Methods:Fifteen single-nucleotide polymorphisms (SNPs) in the α-synuclein gene (SNCA) and 1 upstream microsatellite repeat (NACP-REP1) were assayed in Southwest (SW; n=514) and Plains (n=420) American Indian populations. Patterns of linkage disequilibrium (LD) at SNCA were determined for the 2 populations and compared with Caucasian, African, and Asian populations in the HapMap database (http://www.hapmap.org). Assayed alleles and constructed haplotypes in the study populations were tested for association with 4 clinical phenotypes [alcohol dependence, alcohol use disorders, drug dependence, and drug use disorders (lifetime diagnoses)] as well as with 2 symptom count phenotypes (all 18 questions and the 8 questions diagnostic for alcohol dependence).

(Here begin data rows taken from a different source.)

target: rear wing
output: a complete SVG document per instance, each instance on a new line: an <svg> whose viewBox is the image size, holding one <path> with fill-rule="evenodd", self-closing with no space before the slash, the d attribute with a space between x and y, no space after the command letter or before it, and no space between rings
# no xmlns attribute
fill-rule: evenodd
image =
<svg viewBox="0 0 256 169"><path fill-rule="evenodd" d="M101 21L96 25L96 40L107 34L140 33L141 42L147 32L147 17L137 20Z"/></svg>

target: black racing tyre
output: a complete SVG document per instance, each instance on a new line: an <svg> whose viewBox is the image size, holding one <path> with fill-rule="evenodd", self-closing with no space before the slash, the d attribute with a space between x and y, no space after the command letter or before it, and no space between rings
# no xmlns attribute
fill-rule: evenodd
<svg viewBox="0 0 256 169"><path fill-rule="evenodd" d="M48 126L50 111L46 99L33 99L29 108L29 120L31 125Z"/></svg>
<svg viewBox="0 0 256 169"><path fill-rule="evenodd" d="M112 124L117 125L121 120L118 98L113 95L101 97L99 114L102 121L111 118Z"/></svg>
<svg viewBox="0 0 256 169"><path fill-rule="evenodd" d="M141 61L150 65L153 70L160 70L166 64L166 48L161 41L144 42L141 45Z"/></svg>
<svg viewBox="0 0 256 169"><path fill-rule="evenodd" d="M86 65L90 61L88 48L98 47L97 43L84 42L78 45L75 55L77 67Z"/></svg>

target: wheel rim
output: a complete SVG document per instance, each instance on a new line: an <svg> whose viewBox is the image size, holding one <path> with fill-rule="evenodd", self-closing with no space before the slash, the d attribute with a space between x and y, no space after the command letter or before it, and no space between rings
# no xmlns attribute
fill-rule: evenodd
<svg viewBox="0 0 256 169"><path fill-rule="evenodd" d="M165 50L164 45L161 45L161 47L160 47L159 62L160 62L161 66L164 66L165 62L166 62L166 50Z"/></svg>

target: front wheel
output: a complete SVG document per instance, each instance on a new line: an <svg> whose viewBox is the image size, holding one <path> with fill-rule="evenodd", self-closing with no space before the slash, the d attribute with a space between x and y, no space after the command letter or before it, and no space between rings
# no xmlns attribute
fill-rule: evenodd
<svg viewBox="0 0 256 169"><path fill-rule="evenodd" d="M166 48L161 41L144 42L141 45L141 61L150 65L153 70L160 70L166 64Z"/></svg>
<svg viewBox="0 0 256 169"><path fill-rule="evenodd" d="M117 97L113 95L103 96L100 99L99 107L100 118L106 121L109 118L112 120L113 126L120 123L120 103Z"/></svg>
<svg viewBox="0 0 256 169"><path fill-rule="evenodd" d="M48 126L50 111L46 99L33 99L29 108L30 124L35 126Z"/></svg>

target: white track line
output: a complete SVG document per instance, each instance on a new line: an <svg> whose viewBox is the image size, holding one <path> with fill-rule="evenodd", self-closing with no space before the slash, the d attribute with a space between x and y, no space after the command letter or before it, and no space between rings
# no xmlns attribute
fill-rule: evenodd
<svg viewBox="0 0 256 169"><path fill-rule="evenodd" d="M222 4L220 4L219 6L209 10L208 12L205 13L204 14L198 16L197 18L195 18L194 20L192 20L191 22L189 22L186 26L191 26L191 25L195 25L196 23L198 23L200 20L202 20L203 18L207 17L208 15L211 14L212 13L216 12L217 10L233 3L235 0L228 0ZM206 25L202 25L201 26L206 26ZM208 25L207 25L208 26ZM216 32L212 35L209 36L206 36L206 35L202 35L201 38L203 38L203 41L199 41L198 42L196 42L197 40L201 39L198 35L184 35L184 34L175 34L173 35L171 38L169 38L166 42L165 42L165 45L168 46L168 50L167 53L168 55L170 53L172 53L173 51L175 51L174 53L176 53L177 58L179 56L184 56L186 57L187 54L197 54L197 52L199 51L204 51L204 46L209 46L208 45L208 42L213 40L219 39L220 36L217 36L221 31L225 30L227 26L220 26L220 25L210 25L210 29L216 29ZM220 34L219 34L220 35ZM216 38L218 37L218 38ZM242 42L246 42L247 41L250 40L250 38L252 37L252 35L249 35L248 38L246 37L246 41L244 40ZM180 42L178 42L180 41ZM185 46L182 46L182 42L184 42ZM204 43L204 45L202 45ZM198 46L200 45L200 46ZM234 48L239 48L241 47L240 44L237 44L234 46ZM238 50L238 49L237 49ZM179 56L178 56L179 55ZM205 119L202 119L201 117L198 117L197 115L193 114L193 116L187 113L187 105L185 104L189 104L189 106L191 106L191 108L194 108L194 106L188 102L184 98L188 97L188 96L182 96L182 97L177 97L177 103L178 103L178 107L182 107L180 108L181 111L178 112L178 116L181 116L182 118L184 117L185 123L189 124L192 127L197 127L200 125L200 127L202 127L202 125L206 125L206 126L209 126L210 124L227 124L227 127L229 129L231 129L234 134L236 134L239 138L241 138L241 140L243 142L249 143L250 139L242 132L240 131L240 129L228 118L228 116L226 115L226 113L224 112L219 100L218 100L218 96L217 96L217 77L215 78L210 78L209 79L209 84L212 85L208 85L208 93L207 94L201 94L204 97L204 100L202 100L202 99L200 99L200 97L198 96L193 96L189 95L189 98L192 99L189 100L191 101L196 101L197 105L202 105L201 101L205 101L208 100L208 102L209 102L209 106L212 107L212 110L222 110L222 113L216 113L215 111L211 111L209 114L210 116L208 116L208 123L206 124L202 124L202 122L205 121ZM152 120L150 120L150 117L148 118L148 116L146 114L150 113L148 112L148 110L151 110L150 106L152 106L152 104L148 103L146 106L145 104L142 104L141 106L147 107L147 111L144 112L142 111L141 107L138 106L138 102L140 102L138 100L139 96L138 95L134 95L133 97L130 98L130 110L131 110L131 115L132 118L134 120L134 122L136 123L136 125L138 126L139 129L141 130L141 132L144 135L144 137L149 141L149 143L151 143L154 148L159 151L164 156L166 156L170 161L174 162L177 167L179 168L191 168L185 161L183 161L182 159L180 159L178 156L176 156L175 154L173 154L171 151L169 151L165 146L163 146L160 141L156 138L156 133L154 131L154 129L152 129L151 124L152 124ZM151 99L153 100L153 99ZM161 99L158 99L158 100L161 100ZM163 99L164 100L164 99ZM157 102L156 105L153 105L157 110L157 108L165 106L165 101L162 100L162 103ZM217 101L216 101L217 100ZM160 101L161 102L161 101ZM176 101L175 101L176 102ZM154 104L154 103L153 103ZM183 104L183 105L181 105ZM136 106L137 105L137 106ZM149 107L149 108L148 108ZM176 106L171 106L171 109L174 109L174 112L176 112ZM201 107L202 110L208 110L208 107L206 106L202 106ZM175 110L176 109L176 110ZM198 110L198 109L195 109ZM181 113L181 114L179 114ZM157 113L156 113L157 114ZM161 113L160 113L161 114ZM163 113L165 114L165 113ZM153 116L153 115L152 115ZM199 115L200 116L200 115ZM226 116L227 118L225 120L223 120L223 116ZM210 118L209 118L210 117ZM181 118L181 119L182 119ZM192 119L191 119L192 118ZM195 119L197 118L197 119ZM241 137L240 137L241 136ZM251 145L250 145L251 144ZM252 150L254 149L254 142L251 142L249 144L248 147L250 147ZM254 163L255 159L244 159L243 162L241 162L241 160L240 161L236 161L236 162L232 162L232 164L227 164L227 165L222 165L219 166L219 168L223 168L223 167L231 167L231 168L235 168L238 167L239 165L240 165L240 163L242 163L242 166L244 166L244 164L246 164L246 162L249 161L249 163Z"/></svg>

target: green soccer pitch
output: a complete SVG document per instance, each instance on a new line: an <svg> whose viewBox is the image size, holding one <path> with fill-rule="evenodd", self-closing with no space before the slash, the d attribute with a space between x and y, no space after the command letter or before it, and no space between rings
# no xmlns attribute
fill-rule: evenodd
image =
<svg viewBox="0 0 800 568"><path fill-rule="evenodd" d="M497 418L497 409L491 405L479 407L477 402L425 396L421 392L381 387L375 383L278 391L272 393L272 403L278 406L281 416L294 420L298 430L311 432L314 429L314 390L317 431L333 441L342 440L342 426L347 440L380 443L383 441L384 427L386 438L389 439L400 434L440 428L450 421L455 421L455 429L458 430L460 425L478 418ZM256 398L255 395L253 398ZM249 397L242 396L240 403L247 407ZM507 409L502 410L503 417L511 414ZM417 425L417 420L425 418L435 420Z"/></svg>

Results:Patterns of LD at SNCA were similar in both Indian populations and were consistent with the LD structure in other populations as reflected in the HapMap database.
Single allele tests revealed significant associations between 4 SNPs and drug dependence in the SW population and between 2 of those SNPs plus 2 other SNPs and drug dependence in SW males only.
In the Plains population, a significant association was detected only in males between 2 SNPs and alcohol use disorders and between 1 SNP and alcohol dependence.
In the SW population, 1 SNP was marginally significant with the total symptom count.
However, in all cases, the support was modest and disappeared with correction for multiple comparisons. No association was found between constructed haplotypes and any of the phenotypes in either population.
Conclusions:Despite modest support for association between multiple SNCA SNPs and several of the addictive disorders tested in this study, statistical significance disappeared after correction for multiple testing.
Thus, our data do not support a role for a variant in the SNCA gene that contributes to alcohol or drug addiction in the 2 studied American Indian populations.
Future research may focus on variants in the promoter region that could cause the changes in mRNA and protein levels observed in previous studies.